Dell may acquire Quest Software to expand its desktop virtualisation offerings and gain Quest’s customers. Experts wonder if there is too much product overlap for such a deal to make sense.
Dell officially completed the Wyse Technology acquisition today and may already be in talks to buy another desktop virtualisation-related vendor, Quest Software, according to reports.
The Wyse Technology Inc. acquisition gives Dell a line of thin client products that compete against rival Hewlett Packard and expands the company’s Virtual Desktop Infrastructure (VDI) offerings.
Quest Software, Inc. could help Dell expand its desktop virtualisation portfolio even further and Dell would gain access to Quest’s 100,000 customers worldwide, experts said.
"If reports of Dell buying Quest are true, it may be a smart move for Dell to help further its penetration of the enterprise market and increase its offering of enterprise virtualisation, management, and VDI tools,” said David Davis, a virtualisation expert and video trainer at TrainSignal.
The Dell-Quest acquisition report comes two months after Quest entered into an agreement with investment firm Insight Venture Partners to go private in transaction valued at $2bn (£1.28bn).
Quest Software also revealed this month that it had received offers from several bidders including Microsoft Corp., Oracle Corp., BMC Software Inc. and CA Inc.
Dell vies to be 'everything to everyone'?
In addition to Quest’s infrastructure management software, the company also sells data backup and disaster recovery products including the popular Quest vRanger software.

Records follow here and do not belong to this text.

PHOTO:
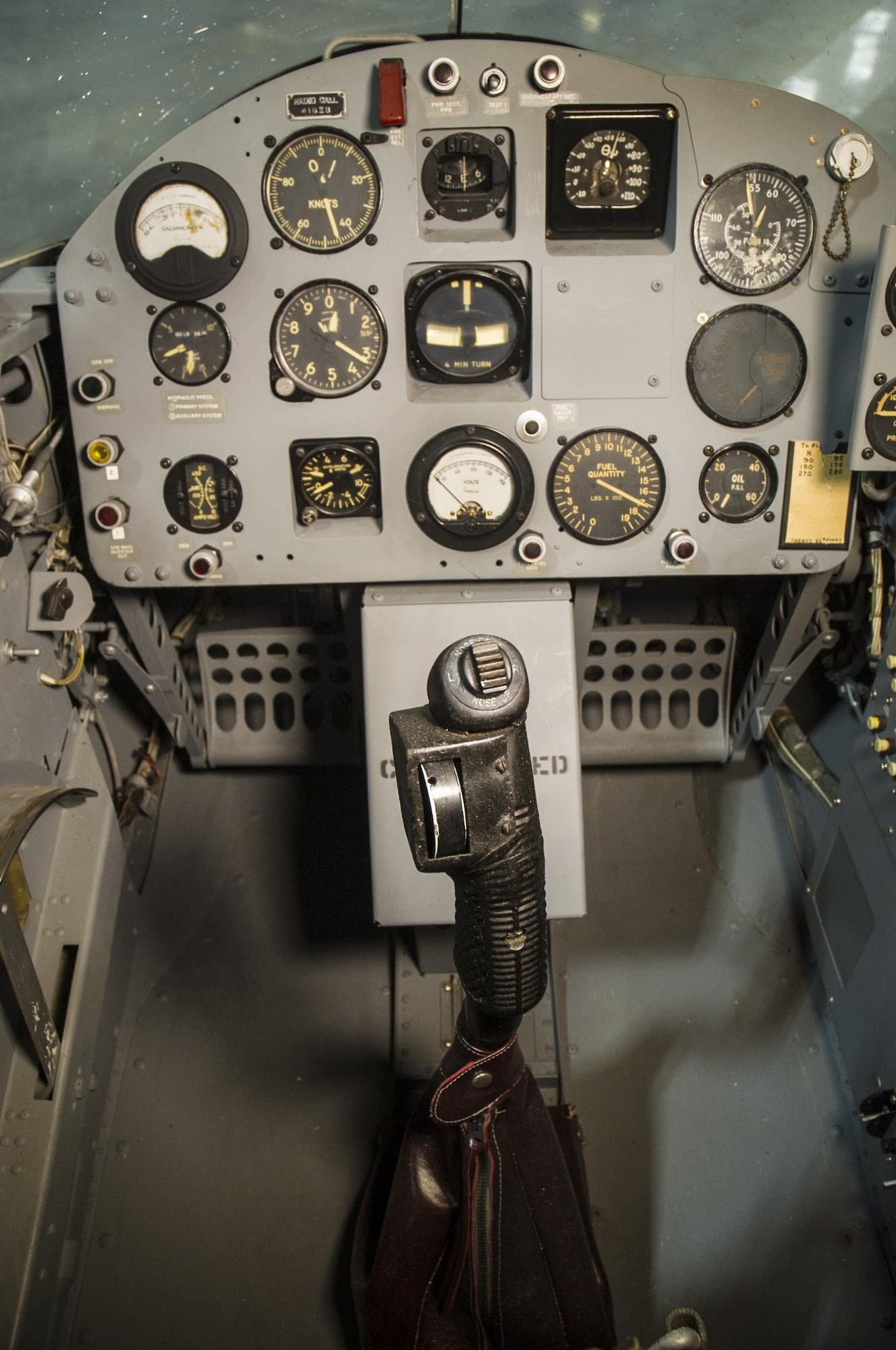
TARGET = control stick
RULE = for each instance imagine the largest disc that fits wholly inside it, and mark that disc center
(469, 805)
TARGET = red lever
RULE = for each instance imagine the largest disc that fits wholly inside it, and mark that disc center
(393, 111)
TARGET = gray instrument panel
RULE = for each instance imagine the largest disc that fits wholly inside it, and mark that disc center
(612, 326)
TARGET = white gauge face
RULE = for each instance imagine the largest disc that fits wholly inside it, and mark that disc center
(180, 214)
(472, 484)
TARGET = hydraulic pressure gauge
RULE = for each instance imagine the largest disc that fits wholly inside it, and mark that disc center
(322, 191)
(747, 365)
(739, 484)
(190, 345)
(880, 421)
(329, 338)
(468, 326)
(754, 229)
(203, 495)
(470, 488)
(335, 479)
(181, 232)
(465, 176)
(609, 171)
(607, 487)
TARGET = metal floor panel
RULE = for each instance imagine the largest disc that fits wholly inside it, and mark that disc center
(253, 1074)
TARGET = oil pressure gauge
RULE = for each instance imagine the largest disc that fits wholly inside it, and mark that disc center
(470, 488)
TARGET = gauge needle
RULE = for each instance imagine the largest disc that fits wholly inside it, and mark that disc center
(333, 221)
(620, 493)
(353, 353)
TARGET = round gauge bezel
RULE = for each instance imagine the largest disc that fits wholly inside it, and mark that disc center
(454, 537)
(269, 169)
(515, 365)
(693, 350)
(310, 389)
(303, 452)
(213, 314)
(890, 296)
(808, 252)
(890, 388)
(167, 279)
(770, 469)
(169, 493)
(466, 206)
(565, 450)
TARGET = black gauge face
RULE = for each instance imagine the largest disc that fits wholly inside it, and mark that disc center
(739, 484)
(609, 171)
(181, 234)
(890, 299)
(465, 176)
(608, 168)
(329, 338)
(754, 230)
(607, 487)
(337, 479)
(747, 365)
(880, 421)
(470, 488)
(190, 345)
(203, 495)
(322, 191)
(468, 326)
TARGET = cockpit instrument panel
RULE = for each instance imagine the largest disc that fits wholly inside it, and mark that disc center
(484, 308)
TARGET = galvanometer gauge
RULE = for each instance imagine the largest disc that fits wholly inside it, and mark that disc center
(190, 345)
(181, 232)
(468, 326)
(739, 484)
(203, 495)
(747, 365)
(880, 421)
(329, 338)
(322, 191)
(335, 479)
(754, 229)
(470, 488)
(607, 487)
(609, 171)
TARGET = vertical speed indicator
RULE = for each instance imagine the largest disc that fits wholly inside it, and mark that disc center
(322, 191)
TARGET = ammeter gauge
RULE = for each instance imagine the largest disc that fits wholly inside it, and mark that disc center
(470, 488)
(747, 365)
(322, 191)
(329, 338)
(754, 230)
(468, 326)
(181, 232)
(607, 487)
(739, 484)
(190, 345)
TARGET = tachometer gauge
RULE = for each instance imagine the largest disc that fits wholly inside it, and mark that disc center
(747, 365)
(607, 487)
(329, 338)
(754, 230)
(190, 345)
(337, 479)
(739, 484)
(322, 191)
(203, 495)
(880, 421)
(468, 326)
(181, 232)
(470, 488)
(608, 168)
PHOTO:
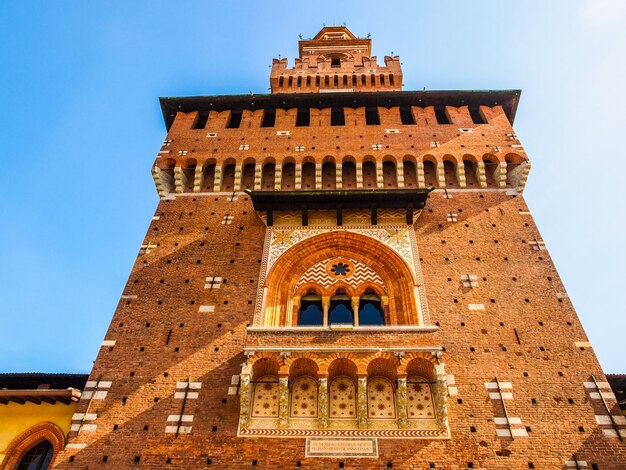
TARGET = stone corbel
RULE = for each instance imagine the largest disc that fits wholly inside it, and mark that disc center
(361, 406)
(441, 396)
(283, 402)
(402, 403)
(244, 396)
(322, 402)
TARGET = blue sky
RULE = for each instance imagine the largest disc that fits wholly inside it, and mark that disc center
(81, 124)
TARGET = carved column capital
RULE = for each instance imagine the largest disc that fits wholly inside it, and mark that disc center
(322, 402)
(401, 399)
(283, 402)
(361, 405)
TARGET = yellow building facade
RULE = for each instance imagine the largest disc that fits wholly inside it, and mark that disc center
(36, 413)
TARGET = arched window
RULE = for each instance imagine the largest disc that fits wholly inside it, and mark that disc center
(342, 398)
(304, 398)
(370, 309)
(38, 457)
(381, 403)
(420, 399)
(340, 309)
(311, 313)
(265, 399)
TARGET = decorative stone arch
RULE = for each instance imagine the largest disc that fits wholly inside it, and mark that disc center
(347, 176)
(382, 364)
(390, 171)
(328, 168)
(248, 173)
(268, 174)
(430, 166)
(474, 171)
(517, 168)
(44, 431)
(491, 164)
(396, 275)
(410, 171)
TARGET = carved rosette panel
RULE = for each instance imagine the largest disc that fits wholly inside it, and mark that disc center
(322, 402)
(400, 238)
(359, 274)
(402, 404)
(361, 405)
(244, 397)
(441, 400)
(283, 402)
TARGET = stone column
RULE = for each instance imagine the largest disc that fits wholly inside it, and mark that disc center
(460, 174)
(421, 181)
(322, 402)
(441, 174)
(338, 176)
(217, 179)
(278, 171)
(441, 396)
(258, 176)
(359, 175)
(298, 178)
(355, 310)
(480, 175)
(156, 175)
(238, 176)
(401, 403)
(283, 402)
(361, 403)
(326, 308)
(500, 175)
(318, 176)
(245, 390)
(178, 179)
(400, 174)
(293, 321)
(380, 181)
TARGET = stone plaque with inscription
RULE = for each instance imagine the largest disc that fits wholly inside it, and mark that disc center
(341, 447)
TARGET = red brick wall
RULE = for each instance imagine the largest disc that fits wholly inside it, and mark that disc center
(517, 285)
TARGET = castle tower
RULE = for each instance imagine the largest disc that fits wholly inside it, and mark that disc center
(341, 274)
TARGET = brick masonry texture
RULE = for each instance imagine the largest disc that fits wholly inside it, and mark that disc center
(525, 334)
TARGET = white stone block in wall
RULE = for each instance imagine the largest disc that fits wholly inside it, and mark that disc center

There is some overlap between Quest’s software and Dell’s existing products, so some experts wonder where Quest’s products would fit in.
More on Dell's Wyse move
Will Dell transform VDI thin client market with Wyse?
Why are VDI vendors hungry for virtual desktop management tools?
For example, Dell’s virtualisation backup product portfolio already includes the storage virtualisation software for backup and disaster recovery that Dell recently bought from Appassure, Davis said.
Additionally, Quest recently bought VKernel, and with Quest Dell would have both vFoglight and VKernel's tools, he said.
This could also be more of an acquisition of Quest customers, its sales teams, and intellectual property (IP) rather than a move to build Dell’s tools portfolio, Davis added.
“But it appears that Dell is selling about every IT tool and turning into an everything to everyone company,” he said.
Another expert, Shane Kleinert, a solutions architect agreed. “…Seems like [Dell is] buying the whole stack... they going for virtual desktop management company next my guess,” he said on Twitter.
Dell, Wyse and Quest?
Dell’s commitment to the VDI space is clearer now that the company officially owns Wyse. Experts wonder whether Quest could offer much more.
“Dell will try to say we are the only end to end VDI solution provider and will start taking advantage of Wyse’s technology to build thin clients specific to vWorkspace, said Elias Khnaser, a technology officer at Sigma Solutions Inc., a data centre provider in Texas.
“But with vWorkspace having so little penetration, I am not sure that will work,” he said. “So short term, I don’t think it will affect Wyse, but long term I have my doubts…”
Both Dell and Quest Software declined to comment.
Quest’s shares were up 3.5% at the opening today in the wake of the acquisition news.